Given that $\dfrac{3\pi}{2} < z < 2\pi$
$x = arccos(sin(z))$
Given different values for z (which are angles on the unit circle) how would I write the results in these two forms, where C is a constant?:
a ) $x = z + C$
b ) $x = -z + C$
Say angle $z = \dfrac{7\pi}{4}$ and $z =\dfrac{ 5\pi}{3}$
I've drawn the unit circle and everything..
For example, when $z = \dfrac{7\pi}{4}$, I know $x$ would $= arccos(sin(z)).. z = arccos(-\sqrt{2}/2)$
I also know that $cos = ({\sqrt{2}}/2)$ at $\dfrac{5\pi}{4}$ and $\dfrac{3\pi}{4}$
But I'm not sure how to represent those in one of the forms given.
Let's do the first one, where $z=\frac{7\pi}{4}$. The angle $z$ is in the fourth quadrant.

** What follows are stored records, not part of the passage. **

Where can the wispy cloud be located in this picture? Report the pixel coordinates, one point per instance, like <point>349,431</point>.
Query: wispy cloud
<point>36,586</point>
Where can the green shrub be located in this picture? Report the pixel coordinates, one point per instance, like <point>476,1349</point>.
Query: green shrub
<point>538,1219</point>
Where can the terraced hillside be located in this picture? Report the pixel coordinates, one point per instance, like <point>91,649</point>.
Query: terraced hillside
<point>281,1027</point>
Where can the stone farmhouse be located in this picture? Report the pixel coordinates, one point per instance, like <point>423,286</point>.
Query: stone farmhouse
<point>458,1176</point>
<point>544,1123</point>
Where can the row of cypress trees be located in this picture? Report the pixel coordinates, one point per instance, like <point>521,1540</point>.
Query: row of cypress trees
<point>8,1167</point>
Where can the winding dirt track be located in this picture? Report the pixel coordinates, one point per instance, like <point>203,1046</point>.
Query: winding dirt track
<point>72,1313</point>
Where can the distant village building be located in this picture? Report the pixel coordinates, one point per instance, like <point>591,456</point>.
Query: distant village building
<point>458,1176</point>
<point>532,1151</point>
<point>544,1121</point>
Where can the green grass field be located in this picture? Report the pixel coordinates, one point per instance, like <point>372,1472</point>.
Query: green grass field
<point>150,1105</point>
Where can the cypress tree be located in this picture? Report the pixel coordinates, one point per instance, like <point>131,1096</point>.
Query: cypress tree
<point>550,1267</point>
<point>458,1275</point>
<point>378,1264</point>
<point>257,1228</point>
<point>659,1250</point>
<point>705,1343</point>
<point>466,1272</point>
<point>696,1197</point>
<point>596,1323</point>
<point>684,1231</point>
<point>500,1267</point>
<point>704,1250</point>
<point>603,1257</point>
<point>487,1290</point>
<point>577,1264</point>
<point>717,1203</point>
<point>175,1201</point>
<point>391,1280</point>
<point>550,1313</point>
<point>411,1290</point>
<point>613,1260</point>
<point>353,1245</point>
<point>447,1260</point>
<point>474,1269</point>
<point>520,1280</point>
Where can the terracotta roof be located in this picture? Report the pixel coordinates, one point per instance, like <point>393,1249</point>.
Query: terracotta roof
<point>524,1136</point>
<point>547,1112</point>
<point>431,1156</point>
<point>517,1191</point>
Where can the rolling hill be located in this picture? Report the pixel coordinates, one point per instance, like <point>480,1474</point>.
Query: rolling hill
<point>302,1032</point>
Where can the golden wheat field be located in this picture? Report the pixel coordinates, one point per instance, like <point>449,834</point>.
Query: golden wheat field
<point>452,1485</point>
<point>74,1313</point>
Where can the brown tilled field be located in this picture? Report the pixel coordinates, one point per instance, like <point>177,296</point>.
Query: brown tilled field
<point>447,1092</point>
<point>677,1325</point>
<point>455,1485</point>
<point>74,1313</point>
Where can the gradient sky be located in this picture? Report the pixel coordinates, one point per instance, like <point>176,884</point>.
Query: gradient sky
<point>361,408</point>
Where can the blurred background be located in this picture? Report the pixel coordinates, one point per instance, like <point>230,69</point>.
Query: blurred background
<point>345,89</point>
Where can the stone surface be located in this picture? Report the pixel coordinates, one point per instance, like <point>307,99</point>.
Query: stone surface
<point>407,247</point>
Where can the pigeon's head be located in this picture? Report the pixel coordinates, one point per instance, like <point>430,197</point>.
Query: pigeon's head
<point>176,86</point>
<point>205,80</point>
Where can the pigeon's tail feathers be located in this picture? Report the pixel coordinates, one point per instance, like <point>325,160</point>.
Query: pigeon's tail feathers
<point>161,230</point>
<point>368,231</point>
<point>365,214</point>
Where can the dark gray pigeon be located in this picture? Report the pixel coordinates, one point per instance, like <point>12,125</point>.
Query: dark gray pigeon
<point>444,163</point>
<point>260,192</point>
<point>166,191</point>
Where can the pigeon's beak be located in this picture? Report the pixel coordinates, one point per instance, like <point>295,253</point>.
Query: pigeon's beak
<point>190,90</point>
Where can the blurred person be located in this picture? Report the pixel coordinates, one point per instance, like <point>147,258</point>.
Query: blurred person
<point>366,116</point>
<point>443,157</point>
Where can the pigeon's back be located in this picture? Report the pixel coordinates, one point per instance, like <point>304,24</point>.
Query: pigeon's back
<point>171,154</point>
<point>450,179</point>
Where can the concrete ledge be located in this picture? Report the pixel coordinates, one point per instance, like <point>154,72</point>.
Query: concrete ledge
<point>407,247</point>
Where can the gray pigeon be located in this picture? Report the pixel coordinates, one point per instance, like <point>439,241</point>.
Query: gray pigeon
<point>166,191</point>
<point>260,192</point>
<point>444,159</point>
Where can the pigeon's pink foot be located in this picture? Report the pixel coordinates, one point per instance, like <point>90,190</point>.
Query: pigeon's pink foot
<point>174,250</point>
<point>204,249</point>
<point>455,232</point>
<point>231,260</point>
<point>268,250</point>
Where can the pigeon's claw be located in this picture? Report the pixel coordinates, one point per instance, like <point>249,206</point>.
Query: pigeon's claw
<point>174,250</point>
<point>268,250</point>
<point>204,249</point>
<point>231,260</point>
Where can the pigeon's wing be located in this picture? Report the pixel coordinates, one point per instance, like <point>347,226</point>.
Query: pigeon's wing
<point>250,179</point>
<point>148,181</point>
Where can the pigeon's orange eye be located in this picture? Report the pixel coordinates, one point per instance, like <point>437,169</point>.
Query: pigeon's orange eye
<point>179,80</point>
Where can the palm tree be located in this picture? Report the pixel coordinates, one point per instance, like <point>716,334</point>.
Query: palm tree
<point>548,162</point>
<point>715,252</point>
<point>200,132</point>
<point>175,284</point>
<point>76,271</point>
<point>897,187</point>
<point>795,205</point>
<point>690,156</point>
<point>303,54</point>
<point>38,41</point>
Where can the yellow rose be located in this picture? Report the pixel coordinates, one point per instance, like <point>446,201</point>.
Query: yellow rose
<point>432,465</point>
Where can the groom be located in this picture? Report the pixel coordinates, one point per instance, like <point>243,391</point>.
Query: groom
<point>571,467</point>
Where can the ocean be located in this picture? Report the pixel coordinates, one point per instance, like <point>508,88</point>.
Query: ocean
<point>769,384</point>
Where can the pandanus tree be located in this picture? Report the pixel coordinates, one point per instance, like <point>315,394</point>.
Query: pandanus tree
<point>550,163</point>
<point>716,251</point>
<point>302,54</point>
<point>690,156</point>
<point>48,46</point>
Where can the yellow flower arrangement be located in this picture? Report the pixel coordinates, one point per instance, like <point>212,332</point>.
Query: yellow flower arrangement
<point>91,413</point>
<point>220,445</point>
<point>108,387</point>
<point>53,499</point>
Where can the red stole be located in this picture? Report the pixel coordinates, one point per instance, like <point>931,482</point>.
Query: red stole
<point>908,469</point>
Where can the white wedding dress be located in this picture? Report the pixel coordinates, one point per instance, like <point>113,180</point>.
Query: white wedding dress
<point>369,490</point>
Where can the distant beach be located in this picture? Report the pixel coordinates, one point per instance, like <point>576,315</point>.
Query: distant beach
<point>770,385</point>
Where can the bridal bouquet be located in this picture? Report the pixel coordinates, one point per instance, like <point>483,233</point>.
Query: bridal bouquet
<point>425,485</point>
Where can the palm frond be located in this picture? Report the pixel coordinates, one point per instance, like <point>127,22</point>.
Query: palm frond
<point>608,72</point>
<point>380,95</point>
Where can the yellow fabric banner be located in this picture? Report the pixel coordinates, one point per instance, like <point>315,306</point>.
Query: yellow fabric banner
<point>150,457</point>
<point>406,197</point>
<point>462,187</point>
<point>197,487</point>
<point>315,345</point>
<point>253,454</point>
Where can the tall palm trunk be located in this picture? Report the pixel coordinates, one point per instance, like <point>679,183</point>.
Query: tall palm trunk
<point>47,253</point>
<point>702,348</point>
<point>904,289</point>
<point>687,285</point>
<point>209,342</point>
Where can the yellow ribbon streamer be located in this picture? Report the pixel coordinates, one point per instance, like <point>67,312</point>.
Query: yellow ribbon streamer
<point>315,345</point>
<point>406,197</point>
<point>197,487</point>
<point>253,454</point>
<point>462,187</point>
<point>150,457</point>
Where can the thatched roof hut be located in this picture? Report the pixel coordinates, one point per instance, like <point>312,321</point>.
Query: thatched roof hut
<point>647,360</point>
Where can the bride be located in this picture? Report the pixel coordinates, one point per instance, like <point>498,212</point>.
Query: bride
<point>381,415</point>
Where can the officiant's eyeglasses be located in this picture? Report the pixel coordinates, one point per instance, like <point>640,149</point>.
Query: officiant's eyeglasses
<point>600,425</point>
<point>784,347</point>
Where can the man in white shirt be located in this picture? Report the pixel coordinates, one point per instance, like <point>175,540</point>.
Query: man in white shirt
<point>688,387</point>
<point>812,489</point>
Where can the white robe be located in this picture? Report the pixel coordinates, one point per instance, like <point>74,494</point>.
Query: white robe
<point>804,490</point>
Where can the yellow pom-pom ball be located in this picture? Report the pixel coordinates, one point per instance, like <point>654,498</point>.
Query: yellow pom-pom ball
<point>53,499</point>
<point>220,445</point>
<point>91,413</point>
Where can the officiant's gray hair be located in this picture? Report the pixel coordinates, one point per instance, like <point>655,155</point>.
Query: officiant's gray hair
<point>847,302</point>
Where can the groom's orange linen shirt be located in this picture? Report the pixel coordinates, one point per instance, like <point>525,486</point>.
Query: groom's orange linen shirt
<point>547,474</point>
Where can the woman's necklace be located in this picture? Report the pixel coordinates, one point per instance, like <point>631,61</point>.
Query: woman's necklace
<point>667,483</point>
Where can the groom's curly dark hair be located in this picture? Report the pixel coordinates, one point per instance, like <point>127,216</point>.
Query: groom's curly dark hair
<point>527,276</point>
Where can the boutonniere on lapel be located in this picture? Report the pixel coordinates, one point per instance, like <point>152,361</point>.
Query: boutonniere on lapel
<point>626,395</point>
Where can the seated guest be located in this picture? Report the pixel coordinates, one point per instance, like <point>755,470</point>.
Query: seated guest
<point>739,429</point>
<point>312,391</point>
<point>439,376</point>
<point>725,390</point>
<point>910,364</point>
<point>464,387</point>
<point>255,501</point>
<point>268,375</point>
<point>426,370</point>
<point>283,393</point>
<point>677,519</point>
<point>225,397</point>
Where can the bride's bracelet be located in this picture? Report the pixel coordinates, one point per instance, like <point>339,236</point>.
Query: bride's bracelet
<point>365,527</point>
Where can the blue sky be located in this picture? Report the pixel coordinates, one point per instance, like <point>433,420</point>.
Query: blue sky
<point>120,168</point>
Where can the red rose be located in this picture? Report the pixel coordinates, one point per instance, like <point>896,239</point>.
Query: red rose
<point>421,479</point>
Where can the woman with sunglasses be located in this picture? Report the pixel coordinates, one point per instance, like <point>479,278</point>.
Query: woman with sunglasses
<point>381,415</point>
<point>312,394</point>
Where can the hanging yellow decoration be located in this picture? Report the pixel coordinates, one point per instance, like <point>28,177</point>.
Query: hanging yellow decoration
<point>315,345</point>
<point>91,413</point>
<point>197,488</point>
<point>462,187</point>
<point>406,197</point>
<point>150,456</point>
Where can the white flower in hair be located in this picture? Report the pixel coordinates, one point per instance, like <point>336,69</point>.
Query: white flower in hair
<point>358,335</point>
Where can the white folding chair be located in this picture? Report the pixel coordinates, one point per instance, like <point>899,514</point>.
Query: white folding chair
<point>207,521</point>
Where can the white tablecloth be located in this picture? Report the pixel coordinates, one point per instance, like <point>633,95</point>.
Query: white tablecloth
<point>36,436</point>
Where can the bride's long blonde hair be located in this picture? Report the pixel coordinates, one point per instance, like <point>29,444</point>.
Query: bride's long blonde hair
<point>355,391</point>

Its sine is $-\frac{1}{\sqrt{2}}$. Now take the $\arccos$ of this number. since the number is negative, the $\arccos$ of the number, that is, $x$, is $\frac{3\pi}{4}$.
Now we are asked to find a number $C$ such that $x=z+C$. Since $x=\frac{3\pi}{4}$ and $z=\frac{7\pi}{4}$, we get $C=\frac{3\pi}{4}-\frac{7\pi}{4}$. So $C=-\pi$.
The second question asks for $x=-z+C$. So $C=\frac{3\pi}{4}+\frac{7\pi}{4}=\frac{5\pi}{2}$.
The other problrm can be done using similar reasoning.